For several providers of flora and fauna imagery we provide support for downloading images and associated metadata (by specifying matching URLs as id in staged_images.csv):

  • EOL images specified by a URL of the form http://media.eol.org/data_objects/21916329. (You typically get to a page with such a URL by clicking on any image you encounter while browsing EOL)
  • Flickr images specified by a URL of the form https://www.flickr.com/photos/damouns/78968973, i.e. a photo's details page.
  • African Plants photos from Senckenberg, specified by an URL of the form http://www.westafricanplants.senckenberg.de/root/index.php?page_id=14&id=722#image=26800, i.e. the URL you see in your browser's location bar after clicking to enlarge an image.
  • Wikimedia
  • Flora of Zimbabwe or Flora of Mozambique

Referential Integrity

Currently, insuring referential integrity of the data is the responsibility of the editor. In particular editors have to make sure

  • id columns hold unique values,
  • <name>__id columns hold values which exist as id in the referenced table,
  • <name>__ids columns hold comma-separated lists of values which exist as id in the referenced table.

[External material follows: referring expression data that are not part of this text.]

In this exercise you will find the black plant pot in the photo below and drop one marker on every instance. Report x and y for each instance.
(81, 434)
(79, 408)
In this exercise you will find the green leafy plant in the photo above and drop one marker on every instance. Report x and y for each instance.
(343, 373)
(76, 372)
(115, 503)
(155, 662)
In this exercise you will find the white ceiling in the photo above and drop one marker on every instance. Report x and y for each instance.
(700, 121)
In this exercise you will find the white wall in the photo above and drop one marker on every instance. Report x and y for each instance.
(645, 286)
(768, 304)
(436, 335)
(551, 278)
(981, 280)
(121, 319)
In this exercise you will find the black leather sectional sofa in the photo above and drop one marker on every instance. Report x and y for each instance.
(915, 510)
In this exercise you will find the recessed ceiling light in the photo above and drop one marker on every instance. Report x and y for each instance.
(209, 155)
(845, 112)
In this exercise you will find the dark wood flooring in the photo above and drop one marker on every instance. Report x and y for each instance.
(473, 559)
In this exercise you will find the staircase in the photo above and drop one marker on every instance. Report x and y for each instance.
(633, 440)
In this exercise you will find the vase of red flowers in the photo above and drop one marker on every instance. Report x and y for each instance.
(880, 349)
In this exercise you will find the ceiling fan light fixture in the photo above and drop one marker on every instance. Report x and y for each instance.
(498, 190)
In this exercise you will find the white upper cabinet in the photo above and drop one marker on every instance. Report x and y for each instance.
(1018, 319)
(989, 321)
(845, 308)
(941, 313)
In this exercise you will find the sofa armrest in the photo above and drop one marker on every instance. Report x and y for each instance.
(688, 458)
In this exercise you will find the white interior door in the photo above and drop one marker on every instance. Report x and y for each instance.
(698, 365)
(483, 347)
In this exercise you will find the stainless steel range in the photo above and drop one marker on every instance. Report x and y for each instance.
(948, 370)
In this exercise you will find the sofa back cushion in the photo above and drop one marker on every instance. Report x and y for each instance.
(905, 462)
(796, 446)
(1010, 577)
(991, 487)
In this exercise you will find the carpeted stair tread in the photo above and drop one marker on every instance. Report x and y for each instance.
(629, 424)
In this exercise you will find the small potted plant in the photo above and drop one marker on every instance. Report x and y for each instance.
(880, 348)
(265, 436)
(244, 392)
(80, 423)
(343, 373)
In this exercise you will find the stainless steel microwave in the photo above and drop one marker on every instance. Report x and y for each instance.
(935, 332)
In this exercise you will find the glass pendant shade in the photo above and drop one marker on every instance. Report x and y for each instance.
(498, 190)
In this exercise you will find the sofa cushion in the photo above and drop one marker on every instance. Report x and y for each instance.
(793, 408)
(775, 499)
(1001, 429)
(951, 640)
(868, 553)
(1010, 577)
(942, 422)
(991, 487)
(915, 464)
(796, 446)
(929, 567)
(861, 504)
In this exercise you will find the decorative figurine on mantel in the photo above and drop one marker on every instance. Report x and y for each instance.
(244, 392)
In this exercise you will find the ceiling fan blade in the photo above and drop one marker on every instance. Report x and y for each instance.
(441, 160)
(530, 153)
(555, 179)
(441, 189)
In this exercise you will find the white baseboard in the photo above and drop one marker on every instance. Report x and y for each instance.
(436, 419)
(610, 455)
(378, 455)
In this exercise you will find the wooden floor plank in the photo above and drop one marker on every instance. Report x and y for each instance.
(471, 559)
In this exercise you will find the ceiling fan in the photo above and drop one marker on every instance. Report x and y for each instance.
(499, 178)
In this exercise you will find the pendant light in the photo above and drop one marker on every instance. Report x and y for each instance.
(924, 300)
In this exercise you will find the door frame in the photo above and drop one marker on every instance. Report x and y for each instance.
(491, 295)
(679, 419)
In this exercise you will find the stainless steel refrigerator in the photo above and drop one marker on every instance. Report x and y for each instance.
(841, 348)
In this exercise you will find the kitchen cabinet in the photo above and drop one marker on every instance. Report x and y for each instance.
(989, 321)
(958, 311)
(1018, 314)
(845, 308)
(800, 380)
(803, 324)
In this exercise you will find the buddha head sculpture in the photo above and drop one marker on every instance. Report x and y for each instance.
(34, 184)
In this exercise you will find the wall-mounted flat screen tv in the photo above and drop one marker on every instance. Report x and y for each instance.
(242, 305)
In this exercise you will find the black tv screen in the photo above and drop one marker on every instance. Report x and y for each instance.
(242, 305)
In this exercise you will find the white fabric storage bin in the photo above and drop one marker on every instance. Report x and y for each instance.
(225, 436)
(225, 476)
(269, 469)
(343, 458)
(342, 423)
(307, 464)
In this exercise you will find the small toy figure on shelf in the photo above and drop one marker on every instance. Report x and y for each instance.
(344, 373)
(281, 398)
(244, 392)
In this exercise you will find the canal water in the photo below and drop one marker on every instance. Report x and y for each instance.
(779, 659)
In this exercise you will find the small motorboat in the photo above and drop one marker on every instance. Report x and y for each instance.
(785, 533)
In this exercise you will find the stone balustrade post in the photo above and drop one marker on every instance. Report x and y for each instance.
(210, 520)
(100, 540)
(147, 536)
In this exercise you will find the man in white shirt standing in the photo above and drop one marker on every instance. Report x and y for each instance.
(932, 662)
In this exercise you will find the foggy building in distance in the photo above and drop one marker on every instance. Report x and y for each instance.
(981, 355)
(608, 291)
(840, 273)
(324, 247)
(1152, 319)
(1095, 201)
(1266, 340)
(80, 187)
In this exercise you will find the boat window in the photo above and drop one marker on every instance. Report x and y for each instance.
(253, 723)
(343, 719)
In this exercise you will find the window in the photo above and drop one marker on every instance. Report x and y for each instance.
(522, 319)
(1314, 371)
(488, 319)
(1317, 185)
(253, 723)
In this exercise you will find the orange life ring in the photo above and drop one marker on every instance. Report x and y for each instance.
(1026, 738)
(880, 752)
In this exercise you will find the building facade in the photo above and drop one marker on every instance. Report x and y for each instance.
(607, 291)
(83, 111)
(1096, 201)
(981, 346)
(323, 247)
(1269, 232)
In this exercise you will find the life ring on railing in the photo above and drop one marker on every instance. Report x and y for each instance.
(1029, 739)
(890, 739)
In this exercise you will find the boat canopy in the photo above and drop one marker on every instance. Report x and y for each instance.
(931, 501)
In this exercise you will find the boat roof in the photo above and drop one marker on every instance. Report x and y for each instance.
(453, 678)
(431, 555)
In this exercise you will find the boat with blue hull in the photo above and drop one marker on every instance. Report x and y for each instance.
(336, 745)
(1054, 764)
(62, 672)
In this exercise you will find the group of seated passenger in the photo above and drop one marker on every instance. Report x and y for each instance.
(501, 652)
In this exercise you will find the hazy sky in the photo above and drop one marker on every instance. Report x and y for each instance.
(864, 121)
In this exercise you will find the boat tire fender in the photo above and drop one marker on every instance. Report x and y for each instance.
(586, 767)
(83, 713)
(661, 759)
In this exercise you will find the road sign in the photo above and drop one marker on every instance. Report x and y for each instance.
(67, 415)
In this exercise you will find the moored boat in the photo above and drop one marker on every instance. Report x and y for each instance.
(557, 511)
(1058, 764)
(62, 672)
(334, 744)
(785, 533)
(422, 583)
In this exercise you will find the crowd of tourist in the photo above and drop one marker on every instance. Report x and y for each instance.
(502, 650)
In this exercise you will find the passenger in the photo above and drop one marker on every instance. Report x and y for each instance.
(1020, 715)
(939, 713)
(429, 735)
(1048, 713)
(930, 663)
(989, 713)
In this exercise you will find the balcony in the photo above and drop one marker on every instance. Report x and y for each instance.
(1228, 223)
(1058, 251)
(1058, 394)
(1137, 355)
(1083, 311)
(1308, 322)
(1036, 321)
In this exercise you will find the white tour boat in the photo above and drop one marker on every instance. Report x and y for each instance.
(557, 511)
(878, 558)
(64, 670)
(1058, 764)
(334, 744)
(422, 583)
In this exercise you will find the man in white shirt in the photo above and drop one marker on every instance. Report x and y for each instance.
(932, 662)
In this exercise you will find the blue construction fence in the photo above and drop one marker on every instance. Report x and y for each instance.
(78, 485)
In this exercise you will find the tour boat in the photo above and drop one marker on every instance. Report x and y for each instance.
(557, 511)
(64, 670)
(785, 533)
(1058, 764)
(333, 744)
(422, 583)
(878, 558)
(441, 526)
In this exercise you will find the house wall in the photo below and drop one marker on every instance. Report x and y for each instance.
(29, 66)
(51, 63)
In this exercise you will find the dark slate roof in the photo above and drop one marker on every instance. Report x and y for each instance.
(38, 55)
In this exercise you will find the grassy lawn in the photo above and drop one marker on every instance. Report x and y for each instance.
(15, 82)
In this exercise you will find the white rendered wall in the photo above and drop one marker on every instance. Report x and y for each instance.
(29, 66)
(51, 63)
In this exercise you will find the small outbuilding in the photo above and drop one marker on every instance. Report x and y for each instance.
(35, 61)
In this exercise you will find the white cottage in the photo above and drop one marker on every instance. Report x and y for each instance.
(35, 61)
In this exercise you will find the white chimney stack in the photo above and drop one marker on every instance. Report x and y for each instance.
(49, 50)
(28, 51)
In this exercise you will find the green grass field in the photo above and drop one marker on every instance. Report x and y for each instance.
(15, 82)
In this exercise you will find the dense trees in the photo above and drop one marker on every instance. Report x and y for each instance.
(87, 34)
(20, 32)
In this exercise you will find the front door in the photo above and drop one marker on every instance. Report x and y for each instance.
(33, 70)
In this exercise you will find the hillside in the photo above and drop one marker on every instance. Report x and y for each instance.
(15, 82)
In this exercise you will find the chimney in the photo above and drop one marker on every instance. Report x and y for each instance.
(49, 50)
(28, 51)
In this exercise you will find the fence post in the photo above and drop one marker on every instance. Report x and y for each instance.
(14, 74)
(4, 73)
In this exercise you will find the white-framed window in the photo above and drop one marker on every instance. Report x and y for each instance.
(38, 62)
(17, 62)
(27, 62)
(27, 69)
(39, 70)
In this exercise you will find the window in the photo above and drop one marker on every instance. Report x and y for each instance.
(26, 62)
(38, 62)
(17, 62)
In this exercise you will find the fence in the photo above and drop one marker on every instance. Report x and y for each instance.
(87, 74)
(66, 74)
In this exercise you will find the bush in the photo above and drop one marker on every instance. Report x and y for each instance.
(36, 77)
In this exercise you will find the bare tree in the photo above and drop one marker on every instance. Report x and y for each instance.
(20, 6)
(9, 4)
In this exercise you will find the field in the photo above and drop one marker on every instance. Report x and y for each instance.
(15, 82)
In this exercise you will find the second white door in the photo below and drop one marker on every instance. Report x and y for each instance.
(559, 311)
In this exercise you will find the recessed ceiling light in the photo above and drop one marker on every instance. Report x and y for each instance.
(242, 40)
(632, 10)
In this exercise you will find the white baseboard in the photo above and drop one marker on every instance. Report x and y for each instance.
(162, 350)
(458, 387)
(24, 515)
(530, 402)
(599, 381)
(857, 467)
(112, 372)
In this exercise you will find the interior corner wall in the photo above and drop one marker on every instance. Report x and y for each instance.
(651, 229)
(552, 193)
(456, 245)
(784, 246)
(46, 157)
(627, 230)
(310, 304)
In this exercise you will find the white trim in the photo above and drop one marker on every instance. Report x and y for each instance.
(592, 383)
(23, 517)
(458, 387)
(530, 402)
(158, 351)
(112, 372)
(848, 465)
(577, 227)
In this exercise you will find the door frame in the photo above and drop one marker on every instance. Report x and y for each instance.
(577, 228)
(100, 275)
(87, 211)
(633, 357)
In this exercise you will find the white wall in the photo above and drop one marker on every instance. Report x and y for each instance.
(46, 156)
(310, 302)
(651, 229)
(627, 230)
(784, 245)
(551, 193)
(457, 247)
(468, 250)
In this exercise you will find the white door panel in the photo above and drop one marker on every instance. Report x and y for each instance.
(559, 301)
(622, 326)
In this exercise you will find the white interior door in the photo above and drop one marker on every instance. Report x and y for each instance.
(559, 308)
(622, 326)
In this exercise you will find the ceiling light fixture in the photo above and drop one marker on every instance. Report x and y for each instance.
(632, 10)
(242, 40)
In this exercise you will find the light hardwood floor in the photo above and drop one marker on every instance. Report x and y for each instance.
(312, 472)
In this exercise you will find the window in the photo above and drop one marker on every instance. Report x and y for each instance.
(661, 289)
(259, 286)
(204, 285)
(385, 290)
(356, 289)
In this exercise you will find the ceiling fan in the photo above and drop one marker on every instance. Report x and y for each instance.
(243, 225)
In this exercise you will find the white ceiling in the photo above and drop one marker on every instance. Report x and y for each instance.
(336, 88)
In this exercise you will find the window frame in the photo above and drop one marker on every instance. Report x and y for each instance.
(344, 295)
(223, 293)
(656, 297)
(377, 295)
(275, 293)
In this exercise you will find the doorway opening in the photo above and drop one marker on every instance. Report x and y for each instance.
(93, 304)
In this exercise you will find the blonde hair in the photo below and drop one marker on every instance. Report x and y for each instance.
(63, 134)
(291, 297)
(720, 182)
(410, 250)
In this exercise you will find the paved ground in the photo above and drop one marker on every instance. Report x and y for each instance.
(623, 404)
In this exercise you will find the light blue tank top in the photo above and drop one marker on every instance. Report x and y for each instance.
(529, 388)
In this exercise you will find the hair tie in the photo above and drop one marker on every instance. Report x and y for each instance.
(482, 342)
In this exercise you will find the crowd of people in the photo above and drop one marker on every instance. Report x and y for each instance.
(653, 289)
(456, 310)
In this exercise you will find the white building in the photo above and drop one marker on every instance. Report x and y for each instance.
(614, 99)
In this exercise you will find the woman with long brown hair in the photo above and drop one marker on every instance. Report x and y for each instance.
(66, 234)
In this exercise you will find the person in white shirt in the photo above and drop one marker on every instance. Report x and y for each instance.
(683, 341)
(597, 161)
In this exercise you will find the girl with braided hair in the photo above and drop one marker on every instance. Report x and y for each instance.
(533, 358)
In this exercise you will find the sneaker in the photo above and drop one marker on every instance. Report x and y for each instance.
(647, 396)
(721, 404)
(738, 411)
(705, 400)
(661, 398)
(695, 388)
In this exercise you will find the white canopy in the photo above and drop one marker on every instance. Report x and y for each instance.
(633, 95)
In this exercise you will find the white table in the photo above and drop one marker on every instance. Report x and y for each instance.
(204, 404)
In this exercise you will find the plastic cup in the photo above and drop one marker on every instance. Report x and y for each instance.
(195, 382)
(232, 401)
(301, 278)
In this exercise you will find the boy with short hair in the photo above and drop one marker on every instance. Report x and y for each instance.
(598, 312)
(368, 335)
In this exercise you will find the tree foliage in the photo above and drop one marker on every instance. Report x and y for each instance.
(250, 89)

Upon push, referential integrity will be checked by travis-ci.

Changing the scientific name of a species

Since the id of a species is created from its scientifc name, changing this name involves the following steps:

  1. Add a new species with the updated name and id to species.csv.
  2. Update all references to the id in images.csv and words.csv.
  3. TODO redirect the old species to the new one by ...

Supplemental Data

In addition to the data managed in this repository, we fetch data from other sources to enhance the usability of the site.

  • Given a proper scientific name for a species we can fetch a corresponding identifier from EOL.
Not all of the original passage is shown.